Meditating is made more difficult by the chaos of Echols’ surroundings. The schizophrenic next door to him is a Jesus freak and likes to watch Benny Hinn all day on the shared TV set. Also, the shouting of deranged inmates never ceases, and, from what Echols says, the majority of cross-cell confabs consist of one inmate telling another how many times he’s going to stab and/or fuck him, though not necessarily in that order. All of which is hardly conducive to spiritual pursuits.

Jason, Damien, Jessie by Chad Robertson

Echols credits the discipline of Buddhism with helping him to survive being in lockdown nearly 24 hours a day, seven days a week. He’s allowed a 10-minute shower three times a week, and every other day he’s supposed to get an hour of exercise in the yard, though more often than not the guards “forget.” In the 10 years he’s been in “safe keeping” (hence the “SK” prefixed to his number), he’s been the victim of the usual prison bullshit — like the time a guard planted a shank in his cell and subsequently confined him to the hole. Were it not for Buddhism and his wife, Lorri, an architect from New York who married Echols in a Buddhist ceremony in 2000 and now lives in Little Rock, his anger at being number one of the West Memphis Three — notorious convicted kid killers and causes célèbres — would have consumed him.

“I had to do something about it. Zen Buddhism has allowed me to control that rage. Without it and without Lorri, I would have given up long ago.”

Shortly after he says this, a blue-shirted guard knocks on the door to the visitor’s cubicle and tells us it’s time. Three and a half hours have passed. Echols rises, places a hand against the glass to thank me for coming. “I actually enjoyed it,” he says, seeming somewhat surprised by the admission. As I begin to follow the guard out the door, Echols bows to me Japanese style two or three times, an unexpected act of humility that both embarrasses and saddens me.

I walk out of that red-brick sore of a building, past tall steel fencing topped with razor wire, thinking of Echols returning to that 9-by-12-foot cell. As I head back through miles of farmland to the relative civilization of Little Rock, I wonder how Echols’ life could possibly get any worse.

The answer comes about a week later when, under the cover of darkness and with no warning, Arkansas’ Department of Corrections moves all 39 men on death row at Tucker to a so-called SuperMax facility, some 90 minutes south, where they will each be held in what is essentially solitary confinement. Echols’ cell is now three concrete walls and a solid steel door with a slit through which he’ll be fed. In one wall, behind glass, is a TV set over which he has no control. He cannot even listen to classical music on his small transistor radio because the prison’s thick walls make reception impossible. It remains to be seen if he will have access to all of the books supporters send him via his wish list at Amazon.com.
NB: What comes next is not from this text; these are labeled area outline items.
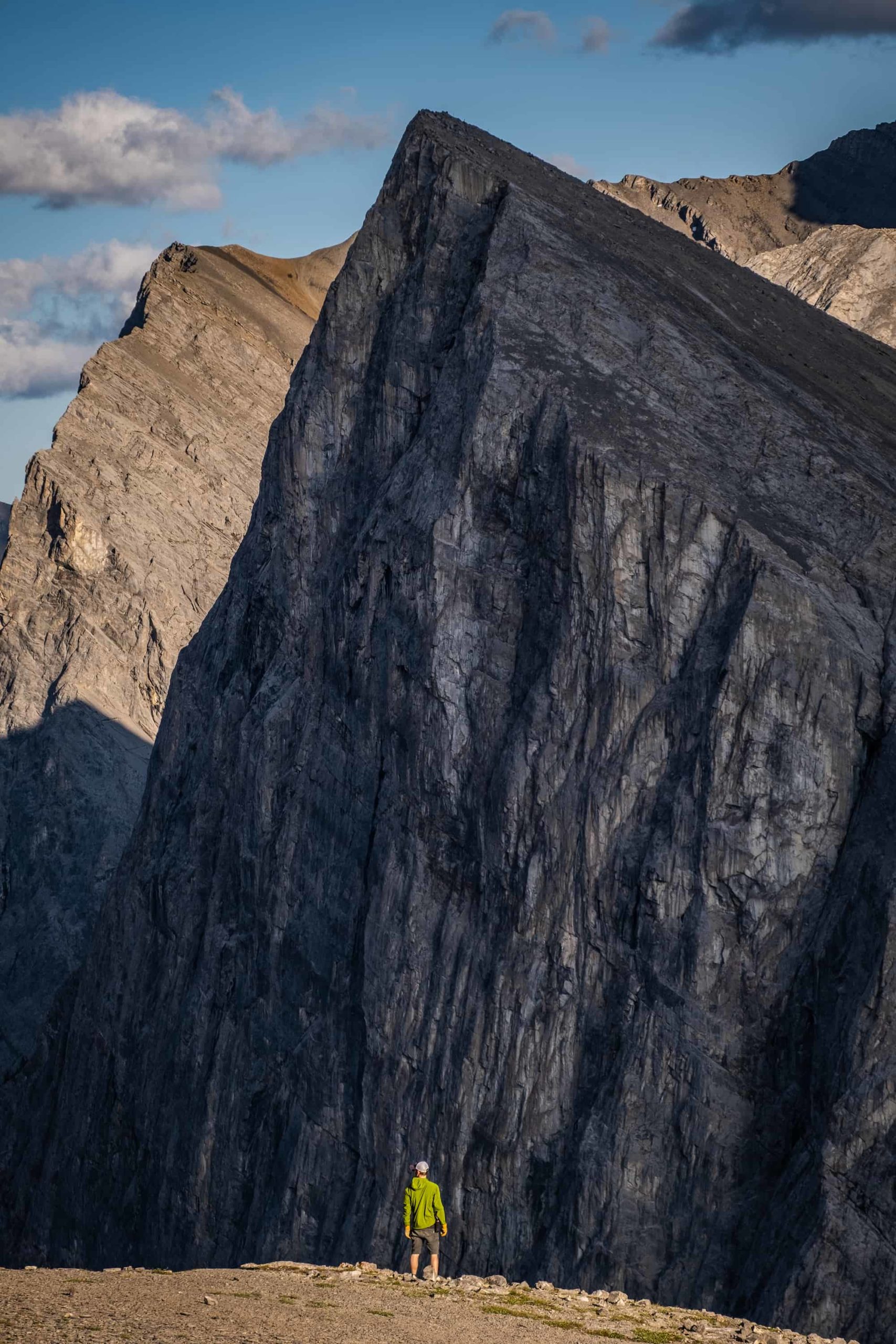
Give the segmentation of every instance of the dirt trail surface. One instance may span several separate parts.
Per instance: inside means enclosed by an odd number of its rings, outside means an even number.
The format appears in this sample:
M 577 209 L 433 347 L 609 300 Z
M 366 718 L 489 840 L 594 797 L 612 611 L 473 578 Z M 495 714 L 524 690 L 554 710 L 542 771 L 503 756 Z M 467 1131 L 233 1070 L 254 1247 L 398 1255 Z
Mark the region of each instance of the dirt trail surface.
M 363 1262 L 364 1263 L 364 1262 Z M 266 1340 L 388 1341 L 463 1339 L 465 1344 L 555 1340 L 555 1331 L 633 1344 L 751 1340 L 821 1344 L 815 1335 L 770 1331 L 703 1310 L 631 1302 L 625 1293 L 508 1285 L 466 1274 L 438 1286 L 396 1270 L 344 1265 L 240 1270 L 4 1270 L 0 1341 Z M 845 1344 L 845 1341 L 836 1341 Z M 854 1344 L 854 1341 L 852 1341 Z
From the cacophony of screams to the silence of an Orwellian dungeon, Echols’ trials seem never-ending. He’ll need all the strength he derives from his Zen exercises to endure this latest ordeal. Even then, his extreme isolation from the world is especially troubling, almost as if the prison authorities are hoping he’ll commit suicide to save them the trouble of executing him.